Further experimentation revealed interesting bits of information: The size of the dots, and thus their photoluminescent properties, could be controlled through processing at relatively low temperatures, from 80 to 120 degrees Celsius. "At 120, 100 and 80 degrees, we got blue, green and yellow luminescing dots," she said.

They also found the dots' edges tended to prefer the form known as zigzag. The edge of a sheet of graphene -- the single-atom-thick form of carbon -- determines its electrical characteristics, and zigzags are semiconducting.

Their luminescent properties give graphene quantum dots potential for imaging, protein analysis, cell tracking and other biomedical applications, Gao said. Tests at Houston's MD Anderson Cancer Center and Baylor College of Medicine on two human breast cancer lines showed the dots easily found their way into the cytoplasm and did not interfere with the cells' proliferation.

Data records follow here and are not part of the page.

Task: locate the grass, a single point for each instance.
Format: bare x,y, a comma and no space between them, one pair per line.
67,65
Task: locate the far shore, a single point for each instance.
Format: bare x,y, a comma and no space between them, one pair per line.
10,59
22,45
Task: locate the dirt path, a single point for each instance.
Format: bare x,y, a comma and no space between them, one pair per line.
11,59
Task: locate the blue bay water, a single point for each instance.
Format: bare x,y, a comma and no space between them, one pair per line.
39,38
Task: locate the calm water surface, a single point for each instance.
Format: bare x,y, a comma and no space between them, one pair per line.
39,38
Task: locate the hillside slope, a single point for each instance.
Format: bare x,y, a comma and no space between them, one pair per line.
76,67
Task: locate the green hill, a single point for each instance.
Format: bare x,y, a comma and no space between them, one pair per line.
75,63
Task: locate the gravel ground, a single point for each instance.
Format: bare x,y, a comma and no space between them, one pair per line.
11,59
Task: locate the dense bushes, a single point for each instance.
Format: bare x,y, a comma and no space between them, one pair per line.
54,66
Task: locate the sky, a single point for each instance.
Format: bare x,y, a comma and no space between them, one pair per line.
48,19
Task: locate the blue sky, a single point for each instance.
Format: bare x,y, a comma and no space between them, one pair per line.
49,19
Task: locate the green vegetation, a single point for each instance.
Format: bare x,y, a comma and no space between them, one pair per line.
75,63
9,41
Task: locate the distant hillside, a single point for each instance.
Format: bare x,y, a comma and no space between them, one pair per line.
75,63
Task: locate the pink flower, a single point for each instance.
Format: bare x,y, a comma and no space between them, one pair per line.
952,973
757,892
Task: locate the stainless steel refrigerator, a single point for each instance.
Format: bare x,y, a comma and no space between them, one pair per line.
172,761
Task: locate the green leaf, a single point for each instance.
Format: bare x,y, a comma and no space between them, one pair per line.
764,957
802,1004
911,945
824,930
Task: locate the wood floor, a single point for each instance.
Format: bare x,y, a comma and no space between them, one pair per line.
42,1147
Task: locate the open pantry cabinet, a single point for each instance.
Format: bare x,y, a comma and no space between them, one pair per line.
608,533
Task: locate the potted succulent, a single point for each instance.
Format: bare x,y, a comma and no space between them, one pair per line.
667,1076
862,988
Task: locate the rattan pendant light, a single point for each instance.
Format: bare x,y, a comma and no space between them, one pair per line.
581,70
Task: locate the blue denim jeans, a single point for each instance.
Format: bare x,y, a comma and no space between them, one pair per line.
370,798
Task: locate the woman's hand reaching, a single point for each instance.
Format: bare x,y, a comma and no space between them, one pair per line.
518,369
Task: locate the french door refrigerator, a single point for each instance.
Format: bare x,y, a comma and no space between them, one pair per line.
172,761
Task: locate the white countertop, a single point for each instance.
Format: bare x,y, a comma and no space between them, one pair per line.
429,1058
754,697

"The green quantum dots yielded a very good image," said co-author Rebeca Romero Aburto, a graduate student in the Ajayan lab who also studies at MD Anderson. "The advantage of graphene dots over fluorophores is that their fluorescence is more stable and they don't photobleach. They don't lose their fluorescence as easily. They have a depth limit, so they may be good for in vitro and in vivo (small animal) studies, but perhaps not optimal for deep tissues in humans.

"But everything has to start in the lab, and these could be an interesting approach to further explore for bioimaging," Romero Alburto said. "In the future, these graphene quantum dots could have high impact because they can be conjugated with other entities for sensing applications, too."